The first after-hour profile is Applied Material (AMAT). In the screen shot below we see that AMAT has a market capitalization of $18.3 billion. During market hours on August 5th, we see that the stock traded down by 1.51% or $0.21. Over the last 3 months, AMAT has had average daily volume of 21 million shares.
In the screen shot below, we see that in after-hour trading AMAT traded up by exactly $0.21 bringing the price right back to where it started in the beginning of the day. Notice that during the after-hour trading it took only 160,000 shares to offset 12,303,994 shares traded during regular hours. Also notice that four trades equaled 73% of the total after-hour volume.
What I'd like to know is this, who is holding 48,252 worth of AMAT shares valued at $663,465? Why does anyone who owns so many shares try to sell them at a time when they wouldn't likely get the best price available? Who is matching up these trades?
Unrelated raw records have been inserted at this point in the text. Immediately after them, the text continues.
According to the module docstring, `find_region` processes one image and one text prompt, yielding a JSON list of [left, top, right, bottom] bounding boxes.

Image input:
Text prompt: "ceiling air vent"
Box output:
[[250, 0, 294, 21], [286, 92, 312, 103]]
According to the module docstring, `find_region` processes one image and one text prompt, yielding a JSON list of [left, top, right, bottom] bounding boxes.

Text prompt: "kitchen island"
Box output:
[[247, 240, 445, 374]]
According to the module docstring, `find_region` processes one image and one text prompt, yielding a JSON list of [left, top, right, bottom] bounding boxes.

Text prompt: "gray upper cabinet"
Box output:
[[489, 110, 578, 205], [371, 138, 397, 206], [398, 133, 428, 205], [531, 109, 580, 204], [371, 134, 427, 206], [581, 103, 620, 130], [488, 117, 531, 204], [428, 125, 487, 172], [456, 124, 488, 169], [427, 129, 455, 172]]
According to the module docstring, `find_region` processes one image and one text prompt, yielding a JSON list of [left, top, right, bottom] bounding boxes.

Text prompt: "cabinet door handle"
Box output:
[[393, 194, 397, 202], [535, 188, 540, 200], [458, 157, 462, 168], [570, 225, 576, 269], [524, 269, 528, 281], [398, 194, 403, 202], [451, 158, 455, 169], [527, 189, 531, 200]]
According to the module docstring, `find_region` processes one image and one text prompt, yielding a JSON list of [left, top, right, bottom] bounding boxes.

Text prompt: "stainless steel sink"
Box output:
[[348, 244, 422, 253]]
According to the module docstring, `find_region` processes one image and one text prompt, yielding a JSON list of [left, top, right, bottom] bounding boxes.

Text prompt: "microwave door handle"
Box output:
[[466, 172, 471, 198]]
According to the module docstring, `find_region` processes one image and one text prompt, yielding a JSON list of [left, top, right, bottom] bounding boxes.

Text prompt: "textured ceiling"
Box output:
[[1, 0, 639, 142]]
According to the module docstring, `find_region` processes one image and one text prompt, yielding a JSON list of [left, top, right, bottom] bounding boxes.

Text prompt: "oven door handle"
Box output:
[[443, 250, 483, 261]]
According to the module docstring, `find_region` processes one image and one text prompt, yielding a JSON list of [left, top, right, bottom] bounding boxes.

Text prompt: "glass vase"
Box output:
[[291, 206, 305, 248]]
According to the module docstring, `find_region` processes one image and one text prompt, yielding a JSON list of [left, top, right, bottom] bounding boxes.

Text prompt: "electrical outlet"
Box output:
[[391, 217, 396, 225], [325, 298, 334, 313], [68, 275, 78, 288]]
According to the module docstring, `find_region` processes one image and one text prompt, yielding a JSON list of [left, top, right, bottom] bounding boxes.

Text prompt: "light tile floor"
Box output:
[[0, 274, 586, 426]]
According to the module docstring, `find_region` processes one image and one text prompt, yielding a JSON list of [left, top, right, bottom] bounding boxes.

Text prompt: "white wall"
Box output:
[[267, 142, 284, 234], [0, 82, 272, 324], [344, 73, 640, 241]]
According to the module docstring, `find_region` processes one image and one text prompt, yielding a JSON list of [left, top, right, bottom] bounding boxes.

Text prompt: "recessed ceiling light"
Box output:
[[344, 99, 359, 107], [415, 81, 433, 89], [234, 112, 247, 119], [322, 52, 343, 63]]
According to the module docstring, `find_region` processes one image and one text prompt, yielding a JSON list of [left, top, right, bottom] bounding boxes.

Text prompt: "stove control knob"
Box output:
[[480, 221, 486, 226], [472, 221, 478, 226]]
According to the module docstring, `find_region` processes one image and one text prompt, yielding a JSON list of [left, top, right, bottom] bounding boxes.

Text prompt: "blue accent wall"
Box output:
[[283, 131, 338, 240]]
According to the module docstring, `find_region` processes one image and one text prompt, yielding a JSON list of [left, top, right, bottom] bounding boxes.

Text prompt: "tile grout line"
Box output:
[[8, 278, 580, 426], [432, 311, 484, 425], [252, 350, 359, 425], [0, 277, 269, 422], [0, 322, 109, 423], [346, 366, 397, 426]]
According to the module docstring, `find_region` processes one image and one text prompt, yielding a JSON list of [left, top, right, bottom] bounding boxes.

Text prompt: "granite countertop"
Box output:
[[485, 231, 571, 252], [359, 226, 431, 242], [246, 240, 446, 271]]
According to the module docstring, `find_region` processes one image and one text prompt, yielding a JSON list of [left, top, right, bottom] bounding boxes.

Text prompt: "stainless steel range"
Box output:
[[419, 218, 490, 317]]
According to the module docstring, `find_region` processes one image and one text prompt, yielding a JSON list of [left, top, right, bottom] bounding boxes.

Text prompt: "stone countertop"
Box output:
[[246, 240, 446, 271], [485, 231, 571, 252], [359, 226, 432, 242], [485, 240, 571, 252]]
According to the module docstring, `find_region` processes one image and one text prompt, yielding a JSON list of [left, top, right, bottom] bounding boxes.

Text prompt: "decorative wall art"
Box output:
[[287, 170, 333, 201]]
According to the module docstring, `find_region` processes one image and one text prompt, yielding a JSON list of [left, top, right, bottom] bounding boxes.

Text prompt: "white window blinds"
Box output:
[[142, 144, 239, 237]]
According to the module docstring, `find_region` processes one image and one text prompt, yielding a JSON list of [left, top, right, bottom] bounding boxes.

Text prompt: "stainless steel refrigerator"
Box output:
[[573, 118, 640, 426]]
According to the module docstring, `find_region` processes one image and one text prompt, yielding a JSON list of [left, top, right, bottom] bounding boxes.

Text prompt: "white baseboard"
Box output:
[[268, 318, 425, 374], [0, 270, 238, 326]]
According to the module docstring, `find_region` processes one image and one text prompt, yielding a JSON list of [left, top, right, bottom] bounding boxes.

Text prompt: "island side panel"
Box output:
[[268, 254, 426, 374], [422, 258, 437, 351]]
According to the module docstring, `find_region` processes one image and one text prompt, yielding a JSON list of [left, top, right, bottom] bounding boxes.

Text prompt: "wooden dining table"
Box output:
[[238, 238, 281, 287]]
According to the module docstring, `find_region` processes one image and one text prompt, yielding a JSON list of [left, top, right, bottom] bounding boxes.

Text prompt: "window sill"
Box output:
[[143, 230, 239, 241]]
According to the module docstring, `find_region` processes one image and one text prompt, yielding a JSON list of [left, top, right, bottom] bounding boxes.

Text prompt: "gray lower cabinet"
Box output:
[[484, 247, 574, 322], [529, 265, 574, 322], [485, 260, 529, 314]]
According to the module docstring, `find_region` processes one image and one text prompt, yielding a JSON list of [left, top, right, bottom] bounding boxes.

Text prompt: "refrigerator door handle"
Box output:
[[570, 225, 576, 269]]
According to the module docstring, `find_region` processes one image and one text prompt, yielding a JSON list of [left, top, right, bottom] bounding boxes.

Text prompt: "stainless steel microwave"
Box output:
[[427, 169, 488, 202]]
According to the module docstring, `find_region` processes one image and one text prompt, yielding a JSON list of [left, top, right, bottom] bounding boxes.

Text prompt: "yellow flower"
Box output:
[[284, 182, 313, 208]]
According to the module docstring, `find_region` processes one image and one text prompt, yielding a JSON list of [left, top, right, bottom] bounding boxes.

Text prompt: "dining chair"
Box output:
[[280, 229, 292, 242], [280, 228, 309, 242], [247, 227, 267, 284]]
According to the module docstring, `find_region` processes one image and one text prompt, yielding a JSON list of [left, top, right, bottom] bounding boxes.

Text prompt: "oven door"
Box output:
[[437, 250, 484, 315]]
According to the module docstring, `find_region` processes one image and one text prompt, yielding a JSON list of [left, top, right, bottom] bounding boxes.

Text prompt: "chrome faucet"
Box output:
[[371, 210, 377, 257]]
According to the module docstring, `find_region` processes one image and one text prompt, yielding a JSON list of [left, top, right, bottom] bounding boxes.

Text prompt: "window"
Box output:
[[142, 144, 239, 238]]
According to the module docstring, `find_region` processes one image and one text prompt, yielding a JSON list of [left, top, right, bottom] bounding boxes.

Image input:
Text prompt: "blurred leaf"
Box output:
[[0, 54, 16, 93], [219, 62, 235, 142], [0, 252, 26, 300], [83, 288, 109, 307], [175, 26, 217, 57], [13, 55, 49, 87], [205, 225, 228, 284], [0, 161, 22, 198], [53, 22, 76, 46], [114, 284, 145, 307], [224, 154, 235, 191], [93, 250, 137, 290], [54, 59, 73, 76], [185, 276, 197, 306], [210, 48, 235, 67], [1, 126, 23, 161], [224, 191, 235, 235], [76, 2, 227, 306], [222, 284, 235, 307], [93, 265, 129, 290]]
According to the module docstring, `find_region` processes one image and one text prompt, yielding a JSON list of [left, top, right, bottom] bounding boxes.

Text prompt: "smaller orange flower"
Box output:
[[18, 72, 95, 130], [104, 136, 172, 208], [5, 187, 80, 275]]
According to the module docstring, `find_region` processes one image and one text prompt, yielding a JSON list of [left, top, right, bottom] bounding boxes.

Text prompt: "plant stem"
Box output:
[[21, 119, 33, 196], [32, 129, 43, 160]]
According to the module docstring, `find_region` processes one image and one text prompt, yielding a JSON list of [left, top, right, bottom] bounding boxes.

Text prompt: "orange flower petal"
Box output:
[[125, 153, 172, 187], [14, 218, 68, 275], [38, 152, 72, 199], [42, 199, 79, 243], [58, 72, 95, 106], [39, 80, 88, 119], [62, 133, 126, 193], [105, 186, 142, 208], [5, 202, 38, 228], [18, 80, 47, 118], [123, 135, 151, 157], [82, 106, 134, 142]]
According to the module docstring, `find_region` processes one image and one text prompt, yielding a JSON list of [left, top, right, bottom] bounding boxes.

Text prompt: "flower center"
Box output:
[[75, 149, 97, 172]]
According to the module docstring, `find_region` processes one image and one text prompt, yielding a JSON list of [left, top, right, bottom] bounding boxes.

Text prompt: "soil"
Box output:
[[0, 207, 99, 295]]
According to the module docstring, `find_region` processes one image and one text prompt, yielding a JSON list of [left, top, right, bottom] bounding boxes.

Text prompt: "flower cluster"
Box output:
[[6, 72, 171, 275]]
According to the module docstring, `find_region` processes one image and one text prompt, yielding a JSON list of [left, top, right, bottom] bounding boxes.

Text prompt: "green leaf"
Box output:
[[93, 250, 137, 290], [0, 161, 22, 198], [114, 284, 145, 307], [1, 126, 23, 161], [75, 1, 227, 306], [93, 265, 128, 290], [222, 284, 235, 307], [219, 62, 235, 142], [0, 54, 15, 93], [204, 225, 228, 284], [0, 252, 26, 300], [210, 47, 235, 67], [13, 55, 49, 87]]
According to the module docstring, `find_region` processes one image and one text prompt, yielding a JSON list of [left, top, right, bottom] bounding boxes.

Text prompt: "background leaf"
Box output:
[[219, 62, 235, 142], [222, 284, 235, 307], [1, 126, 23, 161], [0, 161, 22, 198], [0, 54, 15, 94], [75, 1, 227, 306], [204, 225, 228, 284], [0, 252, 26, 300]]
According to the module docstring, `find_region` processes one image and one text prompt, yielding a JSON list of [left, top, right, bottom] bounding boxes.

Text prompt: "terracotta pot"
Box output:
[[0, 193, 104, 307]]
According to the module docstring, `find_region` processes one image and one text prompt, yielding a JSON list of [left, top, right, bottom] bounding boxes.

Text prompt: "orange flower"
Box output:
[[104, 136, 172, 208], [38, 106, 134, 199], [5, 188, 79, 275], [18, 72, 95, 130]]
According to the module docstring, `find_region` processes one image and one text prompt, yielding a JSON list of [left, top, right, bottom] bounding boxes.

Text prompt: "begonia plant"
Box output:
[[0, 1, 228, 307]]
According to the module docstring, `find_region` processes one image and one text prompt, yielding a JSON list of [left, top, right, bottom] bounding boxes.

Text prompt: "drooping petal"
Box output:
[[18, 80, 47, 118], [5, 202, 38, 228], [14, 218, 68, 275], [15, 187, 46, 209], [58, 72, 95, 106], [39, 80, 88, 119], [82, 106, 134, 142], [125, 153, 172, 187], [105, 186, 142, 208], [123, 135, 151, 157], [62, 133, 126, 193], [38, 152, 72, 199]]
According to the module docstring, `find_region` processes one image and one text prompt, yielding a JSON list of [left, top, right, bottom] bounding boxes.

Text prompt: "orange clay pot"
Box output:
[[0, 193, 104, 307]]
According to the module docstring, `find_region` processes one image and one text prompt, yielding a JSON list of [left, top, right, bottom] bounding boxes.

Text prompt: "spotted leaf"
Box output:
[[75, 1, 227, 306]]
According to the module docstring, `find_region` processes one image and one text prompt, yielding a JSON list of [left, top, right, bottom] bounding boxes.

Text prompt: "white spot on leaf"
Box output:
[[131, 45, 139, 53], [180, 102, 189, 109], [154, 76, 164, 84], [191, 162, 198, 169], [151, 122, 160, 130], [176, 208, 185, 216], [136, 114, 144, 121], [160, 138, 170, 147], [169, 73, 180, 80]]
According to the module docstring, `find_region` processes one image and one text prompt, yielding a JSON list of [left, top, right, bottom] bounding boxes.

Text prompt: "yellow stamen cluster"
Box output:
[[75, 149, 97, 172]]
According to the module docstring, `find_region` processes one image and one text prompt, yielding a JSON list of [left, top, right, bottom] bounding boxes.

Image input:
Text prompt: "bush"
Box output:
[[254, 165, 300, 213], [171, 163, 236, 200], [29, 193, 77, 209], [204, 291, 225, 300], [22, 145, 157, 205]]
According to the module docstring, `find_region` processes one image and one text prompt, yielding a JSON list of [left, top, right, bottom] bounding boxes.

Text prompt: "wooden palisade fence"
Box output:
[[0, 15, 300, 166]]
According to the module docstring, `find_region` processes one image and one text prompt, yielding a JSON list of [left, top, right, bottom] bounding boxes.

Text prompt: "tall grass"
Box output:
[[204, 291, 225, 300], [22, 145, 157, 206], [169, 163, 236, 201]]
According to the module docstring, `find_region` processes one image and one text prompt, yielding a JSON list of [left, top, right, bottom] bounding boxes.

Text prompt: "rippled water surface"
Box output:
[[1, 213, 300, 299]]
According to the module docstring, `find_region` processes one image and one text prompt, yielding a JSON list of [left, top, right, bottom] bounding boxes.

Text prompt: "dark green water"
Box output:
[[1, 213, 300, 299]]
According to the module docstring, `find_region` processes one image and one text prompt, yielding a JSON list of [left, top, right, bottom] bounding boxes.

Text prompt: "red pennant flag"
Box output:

Next up is Cognizant Technology Solutions (CTSH). Below we see that CTSH traded up by $0.99 on trading volume of 9,503,064.
However, during after-hour session we can see that CTSH trades back down by $0.99. It only took 99,202 shares to get the price exactly back to where it started earlier in the day.
Again, notice that someone with 43,700 shares worth $1,468,966 decided that after-hours was the best time to unload the shares. Not to be outdone, someone else with 32,400 shares valued at $1,109,768 feels like getting rid of their shares.
Conclusion
From my experience routing trades to the floor of the NYSE in the mid-90's, these transactions are suspect. After all, who would try to unload so many shares without disrupting the market price. In the case of Cognizant Solutions, the 43,700 shares sold was 44% of all after-hour trading. such a large proportion of trading volume would normally spike the price up or down dramatically. Strangely, there was someone willing to obtain the odd number of shares after-hours. This is a highly unusual transaction for so many shares at a time when the market is so illiquid. In fact, most of the
After Hours Activity that I have posted show similar patterns.
My suspicion is that institution(s) are accumulating short/long positions as the price of the stock rises during the regular hours. Once the market closes, the same institution sell/buy the shares to/from themselves or a related party. Additionally, options for the stock could have been purchased, sold or written in anticipation of the expected change in price after-hours. This is definitely something that is worth investigating further to determine how these transactions are being carried out. Not to mention the fact that the shares are rising and falling by exactly the opposite amount that took place during regular market hours.